You can get a great job without going to college and getting a degree (BS or BA). That’s right. You can get a fine career even if you haven’t got your degree.
If you (or someone you know) is interested in finding a job, bypassing college could be a really smart move right now. But this is a very individual mission. What’s right for Janice down the street may not be the best move for you.
Going to a trade school or getting an Associate Degree instead might be a brilliant move for you. And you can land a wonderful career without any school at all if you are willing to roll up your sleeves and do the work. That’s right. Many fine employment opportunities are open to those who get on the job training.
I read recently that only 1 in 4 college graduates are finding jobs. On top of that, according to the U.S. Bureau of Labor Statistics, 8 of the 10 fastest growing jobs don’t require a 4-year degree. As you might expect, these are service jobs and they’re difficult to outsource. Booyah! Even better. That’s why the opportunities are there.
The question is, how do you decide which trade to get trained in and how do you get the training at the least cost?
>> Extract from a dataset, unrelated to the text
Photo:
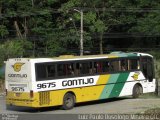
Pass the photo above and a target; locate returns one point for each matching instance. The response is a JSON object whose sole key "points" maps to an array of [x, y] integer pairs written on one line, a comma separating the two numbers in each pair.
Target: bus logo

Here are the steps I suggest you take:
Flex Your Brain
Make a list of all the jobs you find interesting. Even if you ultimately want to be a business owner rather than an employee, be open-minded. If you want to own a fleet of plumbing trucks one day, start off as a plumber. In fact, you should look at it in reverse. Just because you might start off as a plumber doesn’t mean you can’t own a fleet of plumbing trucks one day. Good jobs without going to college for 4 years might lead to a great business opportunity!
Also, you can learn a trade now and go to college down the road if you so choose- just make sure that you don’t spend money you don’t have to when you get your degree. The point is, nothing you do now is irrevocable.
There are tons of high-paying no degree jobs. According to CNN, Salary.com and other sources (updated 5/17/13), here are 19 top careers that do not require a degree:
- Air traffic controller – Annual income: $108,000
- Nuclear Operator – $75,600
- Registered Nurse – $64,700
- Construction Manager $95,956
- Radiation Therapist $74,900
- Storage and distribution manager – Annual income: $66,600
- Transportation manager – Annual income: $77,762
- Police and detectives supervisor – Annual income: $64,430
- Non-retail sales manager – Annual income: $59,300
- Forest fire fighting and prevention supervisor – Annual income: $58,920
- Municipal fire fighting and prevention supervisor – Annual income: $58,902
- Real estate broker – Annual income: $58,720
- Elevator installers and repairer – Annual income: $65,893
- Sales representative – Annual income: $62,000
- Dental hygienist – Annual income: $66,221
- Radiation therapist – Annual income: $72,491
- Nuclear medicine technologist – Annual income: $71,212
- Child support, missing persons and unemployment insurance fraud investigator – Annual income: $53,900
- Criminal investigators and special agent – Annual income: $53,990
BONUS JOB IDEAS
- Immigration and Customs inspector – Annual income: $53,990
- Police identification and records officer – Annual income: $53,990
- Commercial pilot – Annual income: $67,500
According to the the U.S. Department of Labor, 2 out of every 3 jobs only require on-the-job training.If you’re competing for one of these jobs, going to college for four years could actually hurt you. Why? Because the other people competing for that job will have had 4 years of experience while you were hanging out at Starbucks with your laptop and iPhone.
Now that you know what you want to do, make sure there is going to be a job waiting for you once you get trained. Just because there are jobs that don’t require a degree doesn’t mean you’ll get one. Investigate!
- Talk to people in the industry – Ask them about job prospects. Ask what they like and dislike about their jobs. Ask what they think about the future of the industry. I guarantee that if you call 10 people in the industry, 7 will be more than happy to meet with you for a cup of coffee to give you a clear picture. Ask them how they got into the profession, where they got trained and what schools (if any) they’d recommend for you. Most important, ask who else you should meet to learn more. Meet with at least 10 people in the industry to make sure you’re view is accurate.
If you don’t know how to get in touch with people working in the field, no problemo – see step 4 below.
Interview the various trade schools that offer training. Ask to speak with alumni currently working in the industry. Ask if they started their careers without college. Then, when you meet with these folks, ask them for a few other references – people who didn’t necessarily go to the school they graduated from. Talk to those people too. While you’re interviewing the schools, ask about job placement assistance and success rates.
Remember that you only have to spend the money to get trained once but have a lifetime of earnings ahead. If one school costs more but has a far better success rate, it could still be a better bargain.
Oh, and one more thing. If you already have a degree from college and can’t find a job (or your retired and want to earn money) you can still follow these same steps to land one of these awesome jobs.